I'm trying to make a website where there is a form that contains input type fields that are editable. In fact I get the elements from one of my tables (containing an id column and a string column) from my database, which I display via input with id as the id in this database and string as the string in this database. The user can edit the text in these fields and also there is the possibility to add a new 'row' (input with string, but which refers to no row in the database).

Finally, there is a button to save.

My question is do I directly modify the existing lines even if the user has not changed the string or should I check if the string has been updated? Which method is best in terms of performance?

Best Answer

If your business logic layer(s) know that there has been no change (i.e. it has already re-read the data and can compare it to the provided input then you can simply not send anything to the DB.

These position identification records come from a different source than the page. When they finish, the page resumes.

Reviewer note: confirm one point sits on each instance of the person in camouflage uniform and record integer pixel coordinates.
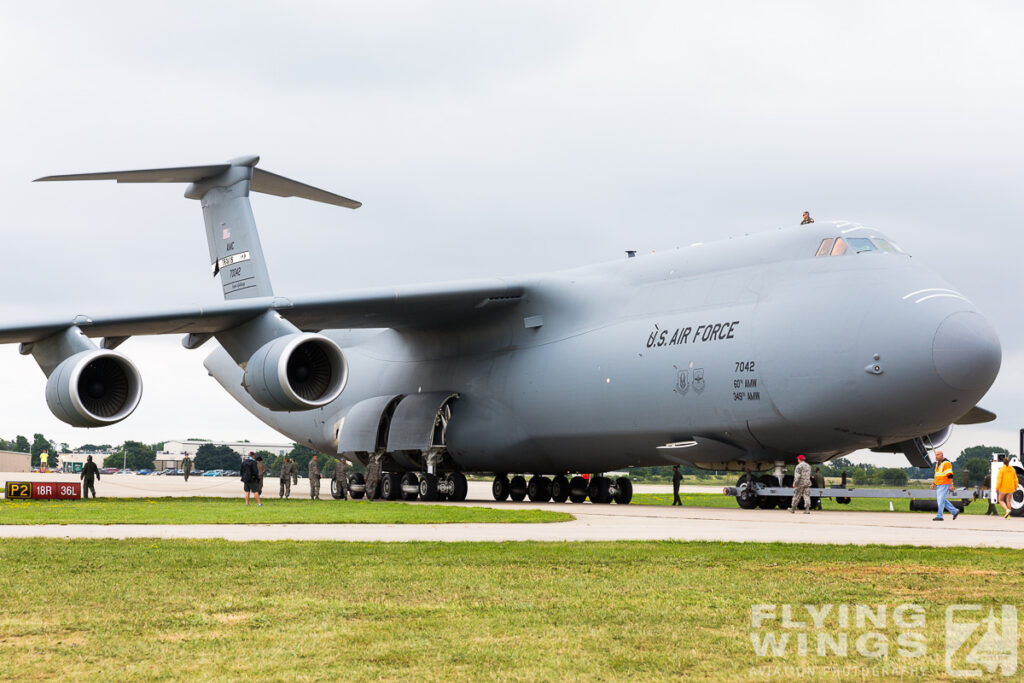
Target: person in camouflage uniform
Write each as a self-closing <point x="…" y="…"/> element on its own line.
<point x="287" y="467"/>
<point x="314" y="478"/>
<point x="373" y="475"/>
<point x="341" y="476"/>
<point x="802" y="485"/>
<point x="89" y="473"/>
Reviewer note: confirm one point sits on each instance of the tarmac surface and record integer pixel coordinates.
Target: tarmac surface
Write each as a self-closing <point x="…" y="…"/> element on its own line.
<point x="593" y="522"/>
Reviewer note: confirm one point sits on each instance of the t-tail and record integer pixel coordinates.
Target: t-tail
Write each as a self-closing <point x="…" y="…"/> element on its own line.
<point x="223" y="189"/>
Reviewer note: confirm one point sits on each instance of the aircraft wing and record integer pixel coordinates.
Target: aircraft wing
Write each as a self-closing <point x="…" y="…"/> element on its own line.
<point x="392" y="307"/>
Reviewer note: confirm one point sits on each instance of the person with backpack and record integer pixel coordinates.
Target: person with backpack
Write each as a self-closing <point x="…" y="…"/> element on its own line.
<point x="250" y="478"/>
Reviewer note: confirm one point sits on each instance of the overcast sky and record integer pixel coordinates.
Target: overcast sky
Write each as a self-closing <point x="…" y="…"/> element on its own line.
<point x="492" y="138"/>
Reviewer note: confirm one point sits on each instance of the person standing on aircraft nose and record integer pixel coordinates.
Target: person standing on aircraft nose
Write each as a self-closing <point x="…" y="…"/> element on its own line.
<point x="801" y="485"/>
<point x="941" y="484"/>
<point x="313" y="478"/>
<point x="676" y="478"/>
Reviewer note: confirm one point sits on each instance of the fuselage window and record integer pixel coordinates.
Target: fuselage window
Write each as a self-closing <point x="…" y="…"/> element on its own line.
<point x="824" y="247"/>
<point x="859" y="245"/>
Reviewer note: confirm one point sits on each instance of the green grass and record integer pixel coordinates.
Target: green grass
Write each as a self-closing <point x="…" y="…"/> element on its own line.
<point x="274" y="511"/>
<point x="856" y="504"/>
<point x="219" y="610"/>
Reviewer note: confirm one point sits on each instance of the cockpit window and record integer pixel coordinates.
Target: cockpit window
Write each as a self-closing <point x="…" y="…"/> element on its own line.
<point x="859" y="245"/>
<point x="895" y="247"/>
<point x="841" y="246"/>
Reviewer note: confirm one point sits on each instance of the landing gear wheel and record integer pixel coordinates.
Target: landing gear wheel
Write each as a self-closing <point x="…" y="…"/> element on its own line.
<point x="410" y="479"/>
<point x="578" y="489"/>
<point x="599" y="489"/>
<point x="625" y="494"/>
<point x="517" y="487"/>
<point x="560" y="488"/>
<point x="389" y="485"/>
<point x="428" y="487"/>
<point x="458" y="486"/>
<point x="539" y="489"/>
<point x="359" y="480"/>
<point x="500" y="487"/>
<point x="766" y="502"/>
<point x="748" y="498"/>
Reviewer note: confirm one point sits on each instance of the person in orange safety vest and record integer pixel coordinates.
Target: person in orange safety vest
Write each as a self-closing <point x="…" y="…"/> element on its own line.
<point x="1006" y="484"/>
<point x="942" y="482"/>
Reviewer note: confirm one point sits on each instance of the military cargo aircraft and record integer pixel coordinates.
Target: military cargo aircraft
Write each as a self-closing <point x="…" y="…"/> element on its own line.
<point x="818" y="339"/>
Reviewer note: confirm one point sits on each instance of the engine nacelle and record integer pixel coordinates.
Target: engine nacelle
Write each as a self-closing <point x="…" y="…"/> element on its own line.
<point x="297" y="372"/>
<point x="937" y="438"/>
<point x="93" y="388"/>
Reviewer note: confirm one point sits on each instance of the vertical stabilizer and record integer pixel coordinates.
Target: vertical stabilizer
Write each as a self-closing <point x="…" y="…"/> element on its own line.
<point x="223" y="189"/>
<point x="230" y="230"/>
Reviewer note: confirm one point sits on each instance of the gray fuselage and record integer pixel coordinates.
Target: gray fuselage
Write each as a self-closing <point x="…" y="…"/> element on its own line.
<point x="754" y="348"/>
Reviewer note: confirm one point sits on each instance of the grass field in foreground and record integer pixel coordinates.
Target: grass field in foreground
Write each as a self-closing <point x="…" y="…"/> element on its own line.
<point x="212" y="609"/>
<point x="857" y="504"/>
<point x="274" y="511"/>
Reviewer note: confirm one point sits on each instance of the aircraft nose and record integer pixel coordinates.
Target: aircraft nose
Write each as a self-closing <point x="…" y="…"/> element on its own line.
<point x="966" y="352"/>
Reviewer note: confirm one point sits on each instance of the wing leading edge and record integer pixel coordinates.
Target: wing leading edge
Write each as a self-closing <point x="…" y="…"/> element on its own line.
<point x="393" y="307"/>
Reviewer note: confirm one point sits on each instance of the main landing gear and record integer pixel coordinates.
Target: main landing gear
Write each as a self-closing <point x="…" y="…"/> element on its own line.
<point x="410" y="486"/>
<point x="560" y="488"/>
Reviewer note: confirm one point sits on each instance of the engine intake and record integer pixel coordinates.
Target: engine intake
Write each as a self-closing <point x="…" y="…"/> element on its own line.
<point x="93" y="388"/>
<point x="296" y="372"/>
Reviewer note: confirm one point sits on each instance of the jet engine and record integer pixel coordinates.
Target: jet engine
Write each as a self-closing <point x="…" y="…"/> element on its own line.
<point x="93" y="388"/>
<point x="296" y="372"/>
<point x="937" y="438"/>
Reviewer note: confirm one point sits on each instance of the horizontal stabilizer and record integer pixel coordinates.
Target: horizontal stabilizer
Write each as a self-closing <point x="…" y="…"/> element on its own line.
<point x="179" y="174"/>
<point x="976" y="416"/>
<point x="262" y="181"/>
<point x="271" y="183"/>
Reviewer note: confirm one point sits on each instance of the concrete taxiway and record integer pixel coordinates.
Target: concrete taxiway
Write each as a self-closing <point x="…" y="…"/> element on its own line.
<point x="593" y="522"/>
<point x="600" y="522"/>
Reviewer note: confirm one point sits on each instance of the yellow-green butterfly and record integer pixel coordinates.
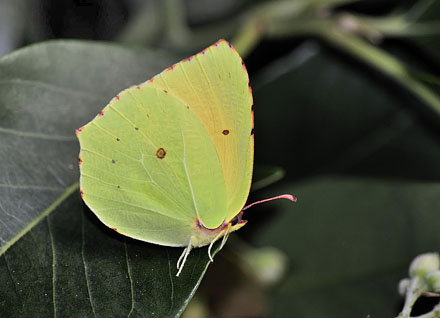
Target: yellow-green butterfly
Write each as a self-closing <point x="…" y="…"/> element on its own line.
<point x="170" y="161"/>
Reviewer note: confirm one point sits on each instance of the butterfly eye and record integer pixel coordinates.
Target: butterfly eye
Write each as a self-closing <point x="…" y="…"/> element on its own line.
<point x="161" y="153"/>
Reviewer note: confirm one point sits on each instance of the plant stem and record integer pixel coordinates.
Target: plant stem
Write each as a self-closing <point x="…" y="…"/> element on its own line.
<point x="384" y="62"/>
<point x="413" y="293"/>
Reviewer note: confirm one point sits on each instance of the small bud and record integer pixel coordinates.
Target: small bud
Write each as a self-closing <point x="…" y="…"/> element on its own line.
<point x="268" y="264"/>
<point x="433" y="281"/>
<point x="423" y="264"/>
<point x="403" y="286"/>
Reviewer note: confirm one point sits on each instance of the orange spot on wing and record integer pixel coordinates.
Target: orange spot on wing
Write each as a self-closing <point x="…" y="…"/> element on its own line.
<point x="243" y="66"/>
<point x="79" y="130"/>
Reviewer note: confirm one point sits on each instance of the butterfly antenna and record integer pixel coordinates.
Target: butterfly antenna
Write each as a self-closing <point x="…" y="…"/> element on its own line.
<point x="283" y="196"/>
<point x="212" y="243"/>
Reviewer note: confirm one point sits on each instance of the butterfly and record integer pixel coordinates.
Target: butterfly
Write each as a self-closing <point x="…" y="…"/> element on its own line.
<point x="170" y="161"/>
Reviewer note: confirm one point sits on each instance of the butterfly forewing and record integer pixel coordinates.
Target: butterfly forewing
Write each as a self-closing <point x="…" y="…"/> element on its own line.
<point x="214" y="84"/>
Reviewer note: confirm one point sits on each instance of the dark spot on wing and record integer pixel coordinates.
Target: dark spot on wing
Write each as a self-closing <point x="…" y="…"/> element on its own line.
<point x="161" y="153"/>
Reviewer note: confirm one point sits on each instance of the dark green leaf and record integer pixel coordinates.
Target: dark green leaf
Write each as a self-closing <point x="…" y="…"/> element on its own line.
<point x="349" y="242"/>
<point x="315" y="113"/>
<point x="71" y="264"/>
<point x="46" y="92"/>
<point x="64" y="260"/>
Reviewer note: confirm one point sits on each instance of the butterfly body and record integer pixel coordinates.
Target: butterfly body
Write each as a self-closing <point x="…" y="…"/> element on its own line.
<point x="170" y="161"/>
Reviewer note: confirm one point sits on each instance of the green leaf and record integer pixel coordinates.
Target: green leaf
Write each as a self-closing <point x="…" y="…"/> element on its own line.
<point x="46" y="92"/>
<point x="60" y="258"/>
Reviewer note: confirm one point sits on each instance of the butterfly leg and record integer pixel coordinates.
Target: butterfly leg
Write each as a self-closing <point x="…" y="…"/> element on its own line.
<point x="226" y="236"/>
<point x="182" y="259"/>
<point x="216" y="238"/>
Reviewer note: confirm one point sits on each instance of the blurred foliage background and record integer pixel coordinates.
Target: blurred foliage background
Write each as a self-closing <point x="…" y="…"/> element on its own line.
<point x="346" y="103"/>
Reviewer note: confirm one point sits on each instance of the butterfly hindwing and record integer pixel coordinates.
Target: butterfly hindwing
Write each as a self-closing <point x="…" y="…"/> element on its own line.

If you don't know before hitting the data layer if there has been any change or not then you can do something like:

UPDATE yourTable
SET    field1 = @input1
  ,    field2 = @input2
       ...   ...   ...
  ,    fieldN = @inputN
WHERE  idField = @ID
AND    (
           field1 <> @field1
        OR field2 <> @field2
           ...   ...   ...
        OR fieldN <> @fieldN
       )

This avoids any update if nothing has changed so it more efficient (the lookups needed to reject the update would be needed to perform it anyway and the extra CPU time for the comparison is vanishingly small unless you have huge data in any of the columns), but it is more work to maintain and more prone to errors so most of the time I would recommend keeping it simple and updating without checking every column, i.e. the standard:

UPDATE yourTable
SET    field1 = @input1
  ,    field2 = @input2
       ...   ...   ...
  ,    fieldN = @inputN
WHERE  idField = @ID
-- note no comparison, just update

The maintainability issue is even worse for NULLable columns as fieldN <> @fieldN has to be changed to (`fieldN <> @fieldN OR (fieldN IS NULL AND @fieldN IS NOT NULL) OR (fieldN IS NOT NULL AND @fieldN IS NULL) because comparisons between NULLs are always false (NULL is not equal to NULL, but it is also not not equal to NULL - NULL by definition is unknown so all comparisons (=, !=, <, >, ...) return false unless your DB supports non-ansi behaviour like https://stackoverflow.com/questions/9766717/). If this is all baked into you data access layer then fine, some ORMs for instance provide such optimisation as an option, but you don't want to be manually writing and maintaining it for every update statement in your application.

The DB (ever engine I'm aware of) will perform a full write of the relevant data pages even if no values have changed - they won't spend the few extra CPU cycles checking. Away from the efficiency of the update itself you need to consider knock-on effects and certain business requirements. If there are triggers that take action on updates to the table they will fire even if nothing has changed, this could be a significant consideration if you have any complex triggers to consider. From a business logic point of view do you need to log that the user actively saved the record with no changes? If you are relying on automated change capture of some sort (such as your own triggers, temporal table features in postgres and the upcoming MSSQL2016) to track changes then you (or your end users) need to decide if the data model should care that a no-change update happened or not. Of course if the record includes a "last saved" column this all becomes a moot point - there is always something to update upon save if only that one column.